Convenience Functions¶
from llamatelemetry.unsloth import export_to_llamatelemetry, export_to_gguf
# Full export with all options
path = export_to_llamatelemetry(
model, tokenizer,
output_path="model.gguf",
quant_type="Q4_K_M",
merge_lora=True,
verbose=True,
)
# Alias (same function, for backward compatibility)
path = export_to_gguf(model, tokenizer, "model.gguf", quant_type="Q4_K_M")
End-to-End Example¶
A complete workflow from fine-tuning to inference:
# === Step 1: Fine-tune with Unsloth ===
from unsloth import FastLanguageModel
model, tokenizer = FastLanguageModel.from_pretrained(
model_name="unsloth/llama-3-8b-Instruct",
max_seq_length=2048,
load_in_4bit=True,
)
# ... (your training code here) ...
# === Step 2: Export to GGUF ===
from llamatelemetry.unsloth import export_to_llamatelemetry
export_to_llamatelemetry(
model, tokenizer,
output_path="my_finetuned_model.gguf",
quant_type="Q4_K_M",
)
# === Step 3: Deploy with llamatelemetry ===
import llamatelemetry
engine = llamatelemetry.InferenceEngine()
engine.load_model("my_finetuned_model.gguf", auto_start=True)
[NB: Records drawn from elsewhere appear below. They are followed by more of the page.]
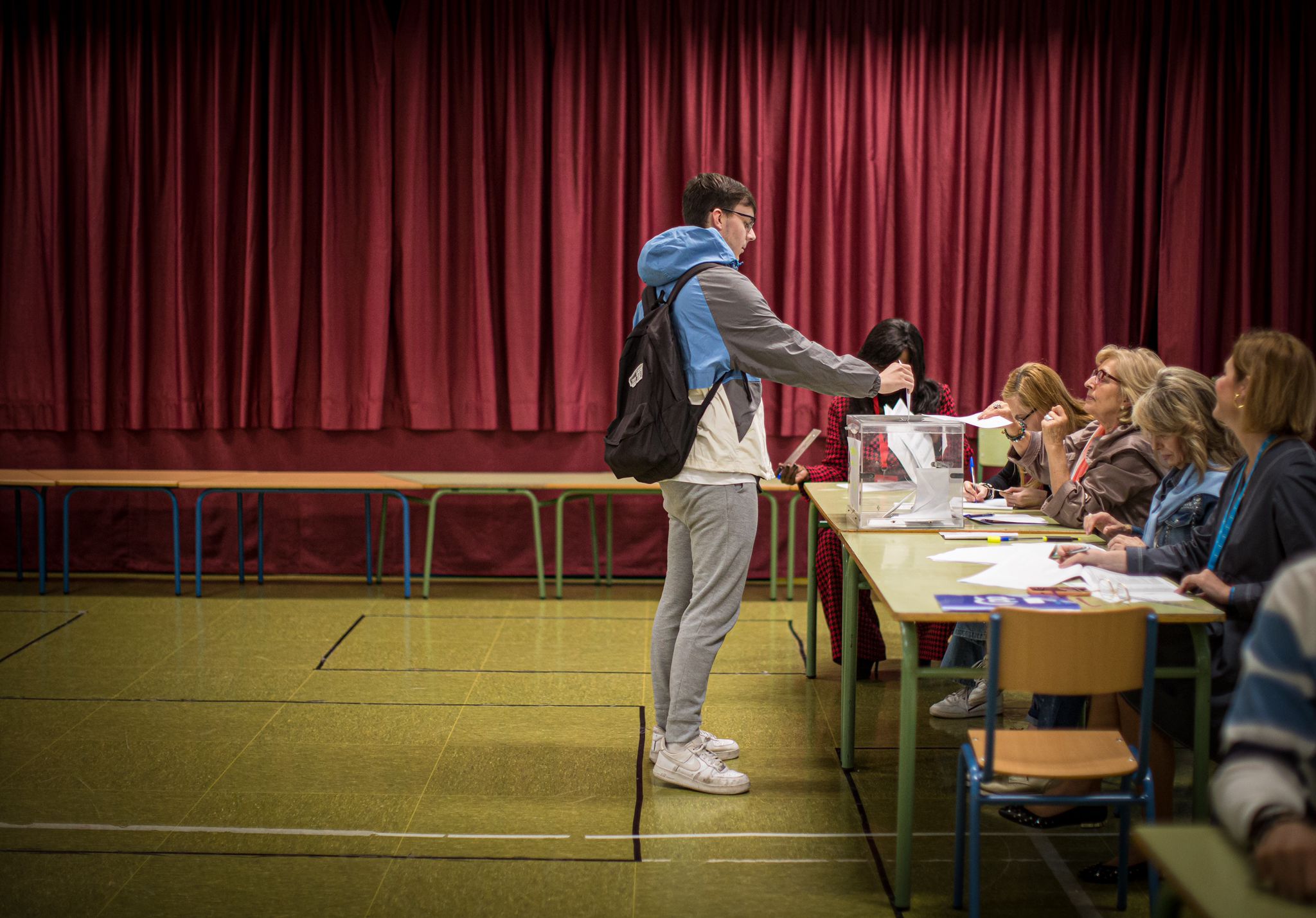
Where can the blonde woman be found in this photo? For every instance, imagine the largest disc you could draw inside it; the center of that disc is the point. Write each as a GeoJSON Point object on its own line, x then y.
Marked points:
{"type": "Point", "coordinates": [1175, 417]}
{"type": "Point", "coordinates": [1028, 394]}
{"type": "Point", "coordinates": [1267, 516]}
{"type": "Point", "coordinates": [1108, 465]}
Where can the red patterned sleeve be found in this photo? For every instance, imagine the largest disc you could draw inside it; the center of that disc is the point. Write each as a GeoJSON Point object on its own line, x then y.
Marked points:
{"type": "Point", "coordinates": [948, 408]}
{"type": "Point", "coordinates": [836, 462]}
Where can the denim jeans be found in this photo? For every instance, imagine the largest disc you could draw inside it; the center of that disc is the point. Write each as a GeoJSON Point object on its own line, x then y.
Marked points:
{"type": "Point", "coordinates": [968, 647]}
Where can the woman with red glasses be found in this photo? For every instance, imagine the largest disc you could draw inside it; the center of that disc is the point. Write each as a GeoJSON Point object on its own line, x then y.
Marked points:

result = engine.infer("Hello, how are you?", max_tokens=128)
print(result.text)
Troubleshooting¶
Unsloth Not Found¶
Install Unsloth: pip install unsloth. On Kaggle, ensure you install it in the first cell before any other imports.
PEFT/LoRA Import Errors¶
Install PEFT: pip install peft. This is required for adapter loading and merging.
Export Fails with OOM¶
If GGUF export runs out of memory, the merge step temporarily doubles the model's memory footprint. Solutions:
- Use
load_in_4bit=Trueto reduce base memory - Export on a machine with more RAM (CPU RAM, not just GPU VRAM)
- Use a smaller quantization type like
Q4_K_S
Native Export Not Available¶
If save_pretrained_gguf is not available on your model, the exporter automatically falls back to llamatelemetry's built-in export pipeline. Ensure the llamatelemetry.quantization module is importable.
Best Practices¶
- Always merge before export -- Set
merge_lora=True(the default) to ensure adapter weights are baked into the model. - Use Q4_K_M as default -- It provides the best balance of size and quality for T4 deployment.
- Preserve the tokenizer -- Always set
preserve_tokenizer=Trueso the GGUF file can be used with the correct tokenizer. - Test before deploying -- After export, load the GGUF with
InferenceEngineand run a few test prompts to verify quality. - Save adapter weights separately -- Use
extract_adapter_weights()to keep a backup of the LoRA weights before merging.